In the mid-twentieth century, there were no Christians at all in Nepal. Now their official number is approaching 400,000, and some Christian leaders in Nepal believe the actual number of Christians in the country is 2.3 million. 

For more ChristianPersecution.com coverage of the persecution of Christians in Nepal, see here.

“Two Nepalese Churches Attacked in Growing Trend,” International Christian Concern, September 5, 2023:

09/05/2023 Nepal (International Christian Concern) — An attack on a church in Nepal’s Lumbini Province on Monday was just the latest in a string of recent violence against Christians in the country. The church is in the southern Nawalparasi district of Lumbini along the border with India’s Uttar Pradesh state and was one of two churches in the same town that were vandalized over the weekend.

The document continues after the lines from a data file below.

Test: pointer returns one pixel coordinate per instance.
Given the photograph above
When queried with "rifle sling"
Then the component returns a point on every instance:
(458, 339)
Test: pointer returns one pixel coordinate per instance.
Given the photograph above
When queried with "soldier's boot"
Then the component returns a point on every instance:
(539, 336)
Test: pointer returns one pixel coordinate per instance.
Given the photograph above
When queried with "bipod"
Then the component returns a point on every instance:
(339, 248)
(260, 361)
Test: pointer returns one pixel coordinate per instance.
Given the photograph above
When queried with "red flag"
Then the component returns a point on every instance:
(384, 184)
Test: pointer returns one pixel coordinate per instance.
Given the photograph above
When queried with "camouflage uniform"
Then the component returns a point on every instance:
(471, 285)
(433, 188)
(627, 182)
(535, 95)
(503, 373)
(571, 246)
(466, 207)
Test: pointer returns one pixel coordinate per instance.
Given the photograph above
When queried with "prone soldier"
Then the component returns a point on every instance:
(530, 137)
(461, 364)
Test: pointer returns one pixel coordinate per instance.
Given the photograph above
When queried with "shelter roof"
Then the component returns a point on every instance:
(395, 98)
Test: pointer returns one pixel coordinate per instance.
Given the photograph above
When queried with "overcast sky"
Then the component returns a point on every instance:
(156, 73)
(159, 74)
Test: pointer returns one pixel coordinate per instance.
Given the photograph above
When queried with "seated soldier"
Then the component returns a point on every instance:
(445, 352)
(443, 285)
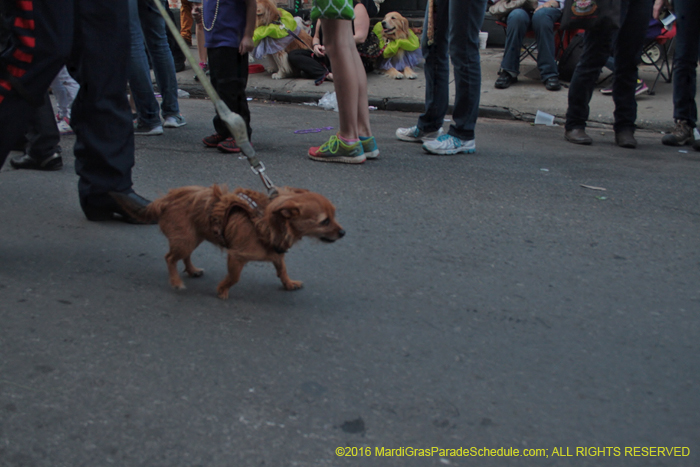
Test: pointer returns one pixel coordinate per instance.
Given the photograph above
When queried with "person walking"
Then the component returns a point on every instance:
(635, 16)
(685, 62)
(455, 36)
(42, 39)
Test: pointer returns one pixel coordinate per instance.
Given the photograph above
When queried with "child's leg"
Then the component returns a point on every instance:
(363, 101)
(201, 49)
(340, 47)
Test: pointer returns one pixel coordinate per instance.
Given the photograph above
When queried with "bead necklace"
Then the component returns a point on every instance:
(216, 12)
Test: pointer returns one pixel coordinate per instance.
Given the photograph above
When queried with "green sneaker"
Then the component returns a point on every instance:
(369, 144)
(335, 150)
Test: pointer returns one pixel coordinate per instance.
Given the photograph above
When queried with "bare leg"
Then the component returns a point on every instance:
(340, 47)
(282, 274)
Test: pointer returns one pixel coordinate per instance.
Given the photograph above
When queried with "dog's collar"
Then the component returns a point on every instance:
(253, 205)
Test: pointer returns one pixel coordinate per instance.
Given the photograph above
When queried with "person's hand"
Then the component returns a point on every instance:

Photos and videos reviewed by International Christian Concern (ICC) showed broken windows and other signs of violence around the property, including damage to fencing and a broken motorbike. Another photo shared on social media showed two men, identified as pastors, being assaulted on the street. Gathered locals appear to have smeared the pastors’ faces with a sticky black substance in an act described by ICC contacts as a cultural sign of hatred and disrespect.

ICC has learned that the attacks in Lumbini are the sixth and seventh such attacks against churches in Nepal in the last two weeks….

Chapter 19 of the Muluki Ain, or general code of Nepal, states that “no one shall propagate any religion in such manner as to undermine the religion of other nor shall cause other to convert his or her religion.”…

The U.S. Department of State highlighted its concerns with Nepal’s anti-conversion and anti-proselytization laws in a report published earlier this year. “Multiple religious groups in the country,” the report stated, “[continue] to reiterate that the constitutional and criminal code provisions governing religious conversion and proselytism [are] vague and contradictory and [open] the door for prosecution for actions carried out in the normal course of practicing one’s religion.”